Luego él, él, él, él, tantos artículos descompuestos, tantos adverbios sin primavera para no poder describir el inicio de una nevada. Los copos empiezan a caer, pero el pájaro de hielo sigue ahí parado, muerto de nieve, con la libertad subiéndose por las paredes, y las alas marcando cada cerrojo del suelo. Un epicentro entre la locura y la cordura. Sus labios son la frescura de abril, y tantos paisajes de marzo sobresalen de su frente. Hay días que me gustaría ser mar en calma para poder navegar de forma quieta por su azulado rostro. Tan lleno de metáforas y pensamientos cobrizos. De orquídeas y lirios en blanco. Los claroscuros que a mí me fulminan son su sol más abierto. Podría estar en un laberinto de estancias negras y podría ser mi estrella fugaz.
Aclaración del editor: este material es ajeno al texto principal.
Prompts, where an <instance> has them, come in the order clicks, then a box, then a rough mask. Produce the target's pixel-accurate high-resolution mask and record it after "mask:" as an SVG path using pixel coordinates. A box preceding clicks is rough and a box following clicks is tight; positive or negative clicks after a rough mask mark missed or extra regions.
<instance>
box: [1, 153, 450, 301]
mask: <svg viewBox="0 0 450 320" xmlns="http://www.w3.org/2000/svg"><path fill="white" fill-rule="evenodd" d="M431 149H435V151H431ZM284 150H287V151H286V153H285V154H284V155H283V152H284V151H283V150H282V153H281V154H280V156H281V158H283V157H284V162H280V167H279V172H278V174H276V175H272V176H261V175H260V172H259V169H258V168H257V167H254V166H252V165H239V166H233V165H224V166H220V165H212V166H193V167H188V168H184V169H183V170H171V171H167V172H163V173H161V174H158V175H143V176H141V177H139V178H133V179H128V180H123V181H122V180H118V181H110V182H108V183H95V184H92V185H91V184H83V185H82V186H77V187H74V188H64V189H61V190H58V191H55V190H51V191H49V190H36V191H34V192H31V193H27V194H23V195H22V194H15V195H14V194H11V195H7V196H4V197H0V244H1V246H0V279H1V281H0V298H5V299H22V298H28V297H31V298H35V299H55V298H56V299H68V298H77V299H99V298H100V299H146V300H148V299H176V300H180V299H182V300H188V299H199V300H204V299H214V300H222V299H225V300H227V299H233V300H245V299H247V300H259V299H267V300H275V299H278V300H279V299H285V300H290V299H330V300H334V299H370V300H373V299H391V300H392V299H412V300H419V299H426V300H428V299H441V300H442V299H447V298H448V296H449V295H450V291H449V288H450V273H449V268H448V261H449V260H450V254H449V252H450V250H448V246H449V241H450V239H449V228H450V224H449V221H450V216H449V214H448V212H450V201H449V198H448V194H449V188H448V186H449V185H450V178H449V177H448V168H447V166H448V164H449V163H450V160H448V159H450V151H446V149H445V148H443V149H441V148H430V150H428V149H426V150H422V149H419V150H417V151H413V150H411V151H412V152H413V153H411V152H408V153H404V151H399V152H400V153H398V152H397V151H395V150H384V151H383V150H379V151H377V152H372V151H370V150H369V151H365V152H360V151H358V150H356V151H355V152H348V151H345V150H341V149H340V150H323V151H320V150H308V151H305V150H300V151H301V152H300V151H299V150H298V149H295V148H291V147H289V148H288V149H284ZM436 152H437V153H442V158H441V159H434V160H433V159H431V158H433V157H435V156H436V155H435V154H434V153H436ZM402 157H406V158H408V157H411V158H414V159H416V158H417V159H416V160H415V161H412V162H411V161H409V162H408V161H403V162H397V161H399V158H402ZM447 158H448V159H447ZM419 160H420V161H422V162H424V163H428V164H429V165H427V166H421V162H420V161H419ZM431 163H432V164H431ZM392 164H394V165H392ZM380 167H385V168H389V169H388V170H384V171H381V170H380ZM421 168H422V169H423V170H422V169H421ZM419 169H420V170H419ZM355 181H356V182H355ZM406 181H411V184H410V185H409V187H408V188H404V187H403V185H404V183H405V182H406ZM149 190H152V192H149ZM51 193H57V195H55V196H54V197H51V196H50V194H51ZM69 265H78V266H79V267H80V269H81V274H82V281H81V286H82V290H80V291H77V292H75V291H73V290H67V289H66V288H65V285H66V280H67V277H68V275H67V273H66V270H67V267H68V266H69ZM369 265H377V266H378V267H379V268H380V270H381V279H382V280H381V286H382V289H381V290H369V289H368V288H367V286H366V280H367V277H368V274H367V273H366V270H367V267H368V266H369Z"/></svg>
Podría pensar en un cuerpo dentro de una pantalla, un espejo sobre una radio gris. Cada espacio roto, cada cuerda vieja, cada hebra muerta es una colina que se va abriendo en su pecho, conforme respira. Y yo voy palpando sus horizontes con mis dedos como si fuera experta en el delirio de mis manos sobre su pecho. Su espalda enseguida acude a mi abrigo a respaldarme el ancho caído, a sostenerme la altura quebrada. Y entonces veo el atisbo del sol recíen horneado del calor de sus mejillas en sus ojos azulados. Y mis ojos de oscuro cobre se dejan empapar por sus mareas.